Front-End Enrollment
When a user enrolls through glider.fi, Glider generates the authorization message, the user signs it in their connected wallet, and Glider verifies the signature and provisions the portfolio, all within a single session. No key material or signing authority leaves the user’s wallet or Glider’s infrastructure.B2B Enrollment
When an external integrator enrolls a user through our API, the integrator relays the signing request but never handles any signing material itself:- The integrator calls Glider to request an enrollment message.
- Glider returns a message for the user to sign—covering the user wallet, smart-account index, target chains, and smart account address, alongside the requested permissions in a JSON blob.
- The user signs the message in their own wallet.
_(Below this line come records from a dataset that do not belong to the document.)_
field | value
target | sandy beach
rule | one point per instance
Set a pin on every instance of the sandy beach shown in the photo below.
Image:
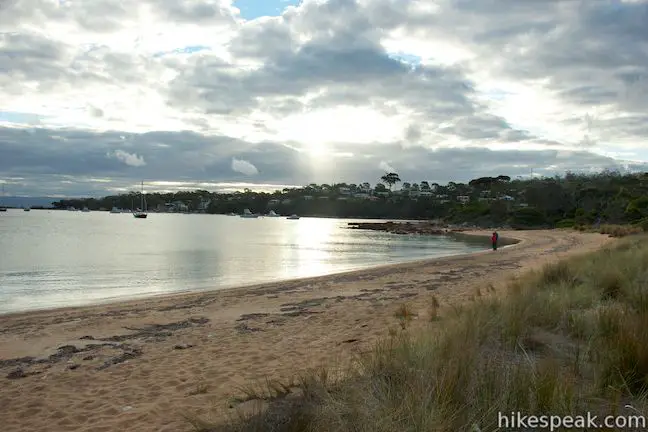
(142, 365)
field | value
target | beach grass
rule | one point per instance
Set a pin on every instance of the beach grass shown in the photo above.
(568, 339)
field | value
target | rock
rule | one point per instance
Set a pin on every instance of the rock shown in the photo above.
(182, 346)
(16, 373)
(67, 349)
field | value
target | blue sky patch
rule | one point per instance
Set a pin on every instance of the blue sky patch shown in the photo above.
(252, 9)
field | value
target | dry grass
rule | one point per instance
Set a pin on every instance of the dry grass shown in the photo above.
(613, 230)
(566, 340)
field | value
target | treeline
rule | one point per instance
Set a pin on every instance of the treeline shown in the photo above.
(562, 201)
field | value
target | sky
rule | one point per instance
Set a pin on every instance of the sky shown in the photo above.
(99, 95)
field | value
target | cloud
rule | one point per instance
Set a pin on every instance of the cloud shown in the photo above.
(436, 90)
(386, 167)
(244, 167)
(129, 159)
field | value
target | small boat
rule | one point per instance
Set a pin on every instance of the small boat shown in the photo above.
(247, 214)
(140, 213)
(3, 208)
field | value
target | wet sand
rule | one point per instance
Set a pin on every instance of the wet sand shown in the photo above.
(141, 365)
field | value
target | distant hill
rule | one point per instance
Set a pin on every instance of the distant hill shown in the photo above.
(27, 201)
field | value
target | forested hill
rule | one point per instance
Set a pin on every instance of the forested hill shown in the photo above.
(608, 197)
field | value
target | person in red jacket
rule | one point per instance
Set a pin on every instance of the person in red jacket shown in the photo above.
(494, 239)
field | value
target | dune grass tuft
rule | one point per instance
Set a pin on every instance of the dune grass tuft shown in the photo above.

- The integrator submits that signature back to Glider.
- Glider verifies the signature and creates the smart accounts, links them to the selected strategy, and stores the session-key authorization needed for automation.
Key Management
Glider-managed automation agent keys are stored in Google Cloud KMS using HSMs. Private signing material is never exposed to application code. In order to automate portfolios, we use the combination of the agent authority in the KMS and the session key together; one alone is not enough to execute anything on behalf of a user, providing an additional layer of security. This process is the same, whether users are interacting with Glider via the front-end or through an external integration. Glider services store references to managed signer identities and key versions, then request signatures through Glider’s internal KMS service when automation needs to submit an onchain operation. This is privileged access that can only come from our internal systems. These functions never touch public endpoints. Glider does not have the ability to see agent signing keys. The KMS service is separated from public APIs and protected by service-to-service authentication. Platform APIs, execution services, and orchestration workers call it through Glider-controlled infrastructure. Integrators and the webapp do not connect directly to Glider KMS, do not manage Glider agent keys, and do not need access to Glider’s VPC or cloud environment. The user signature creates the authorization path. Glider stores the resulting session-key capability and KMS key reference; KMS holds the actual agent private key material; runtime execution combines the stored session-key authorization with a fresh KMS-backed agent signature.Permission Model for Session Keys
Glider leverages permissions built into the smart account frameworks for automation. There are two important layers of authority:- User owner authority: the user’s wallet remains the root owner of the smart account. The enrollment signature ties them together.
- Glider automation authority: during enrollment, the user authorizes a revocable session key that lets Glider’s automation Engine perform the onchain actions needed to run the portfolio (e.g., swapping, bridging, lending/borrowing, rebalancing, and other strategy-driven operations).